Завтра ожидался приезд племянника Александра. Пора было решаться. Измайлов давно уже подумывал о новом завещании, теперь час настал. Это только кажется, что возраст ничего не значит, что ты еще крепок и протянешь не один десяток лет. Пора было уходить на покой, оставаясь, конечно, при этом председателем Наблюдательного совета корпорации, способным влиять на ключевые решения. Измайлову хотелось подержать племянника подле себя, присмотреться к нему, возможно, научить некоторым своим приемам, которые позволили создать корпорацию, определить степень его подготовленности к плаванию в неспокойном океане бизнеса. Были и еще некоторые соображения, заставляющие Измайлова спешить.
Что ж, если все пройдет, как он задумал, можно будет удалиться от дел и отдать все свое внимание совершенствованию Парка. Это пока Парк занимал всего несколько десятков гектаров, планы Измайлова простирались дальше — Парк замысливался как жемчужина империи. Пока он был доступен лишь ему одному, но Андрей не сомневался: люди будут охотно платить деньги за возможность побродить по росистой траве или ощутить себя удачливым рыболовом у богатого рыбой озера.
Все игрушки, производимые империей «Трикстер», не стоили маленького участка Парка.
Люди утратили дикую природу, а Измайлов был способен вернуть им первозданный мир. Каждый город должен иметь свой парк, открытый для всех.
Размышляя об этом, старик дошел до водопада, некоторое время постоял в мраморной ротонде, любуясь радугой, вспыхивающей среди струй воды.
За подобное зрелище обязательно станут платить. И за коршуна, парящего в небесной синеве, — тоже.
Измайлов вдруг подумал, что тем самым он уподобится Создателю, правда, инженеры и конструкторы его не годились на роль ангелов. «Как там было сказано? — с улыбкой подумал Измайлов. — Земля же была безвидна и пуста, и тьма над бездною; и Дух Божий носился над водою… И сказал Бог: да прорастит земля зелень, траву, сеющую семя, дерево плодовитое, приносящее по роду своему плод, в котором семя его на земле. И стало так».
С улыбкой на губах он стоял в ротонде, глядя на кусочек воссозданного мира, и вспоминал: «И сказал Бог: да произведет вода пресмыкающихся, душу живую; и птицы да полетят над землею, по тверди небесной.
И сотворил Бог рыб больших и всякую душу животных пресмыкающихся, которых произвела вода, по роду их, и всякую птицу пернатую по роду ее. И увидел Бог, что это хорошо».

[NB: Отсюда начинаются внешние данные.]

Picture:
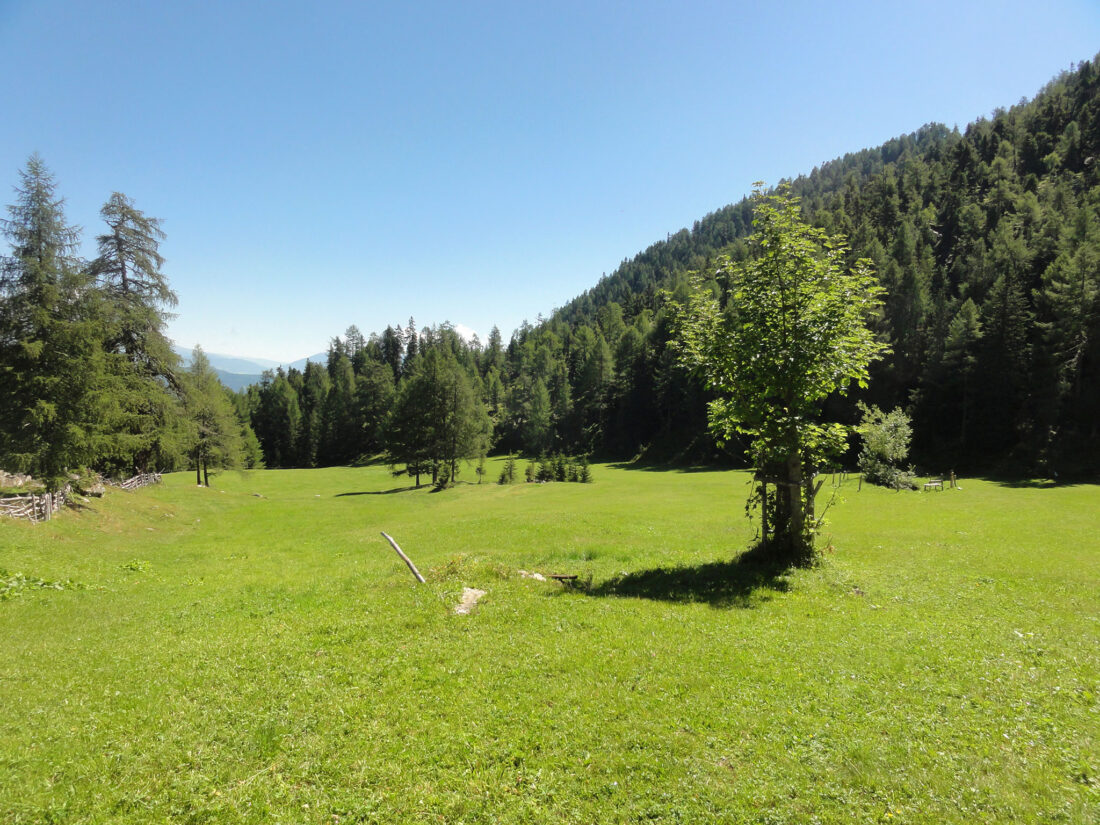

Это и в самом деле должно было выглядеть хорошо, просто великолепно все это должно было выглядеть. Мысленно он представил себе отары овец на зеленых лугах, щебечущих синиц в березовых рощах, курлычащие клинья журавлей, улетающих в неведомые дали, застланные синим туманом закатов и рассветов. Потом он вообразил петухов, поющих на ограде из жердей близ потемневшего бревенчатого дома, и увидел, что это действительно хорошо.
В задумчивости он спустился с холма, неторопливо ступая и при каждом шаге тяжело опираясь на трость. Тропинка вилась меж пахучих смородиновых кустов, где среди зеленых изразцовых листов уже наливались красные кисти ягод, кисло-сладко лопающихся во рту при легком нажиме языка.
Он был слишком занят своими мечтами, а потому не заметил, как некоторое время шаловливый вечерний ветер теребил пучок жестких рыжих волос, повисших на сломанной ветке, а потом подхватил его и унес к низким разлапистым облакам, готовящимся поутру спуститься вниз и блуждать среди деревьев голубоватым и загадочным туманом, похожим на дым осенних костров.
Племянник произвел на него хорошее впечатление.
Александру Крачко было тридцать лет, и за время работы он успел утвердить себя в корпорации. У него были вьющиеся светлые волосы и открытое лицо, костюм молодежного покроя подчеркивал достоинства спортивной фигуры. Измайлов вдруг подумал, что племянник его, должно быть, нравится женщинам, и вскоре это подтвердилось внимательным и призывным взглядом проходящей мимо столика брюнетки.
Они сидели в маленьком ресторанчике под названием «У Семеныча». Здесь подавали прекрасное жаркое, сочное мясо невозможно было отличить от естественного, а рыбу и моллюсков для морской пасты сюда ежедневно доставляли самолетом. Измайлов любил это местечко: ресторан напоминал ему заведения, которые он посещал в юности, а вышколенная прислуга давно уже знала его вкусы. Даже не хотелось думать о том, что на кухне каждое блюдо, поданное к столу, проверяется службой безопасности. Хотелось пить французское вино и наслаждаться жарким.
— Я думаю, Александр, вы понимаете, о чем пойдет речь, — сказал он, поднимая бокал и внимательно разглядывая молодого человека.
— Хочется думать, что я не ошибаюсь, — сказал Крачко.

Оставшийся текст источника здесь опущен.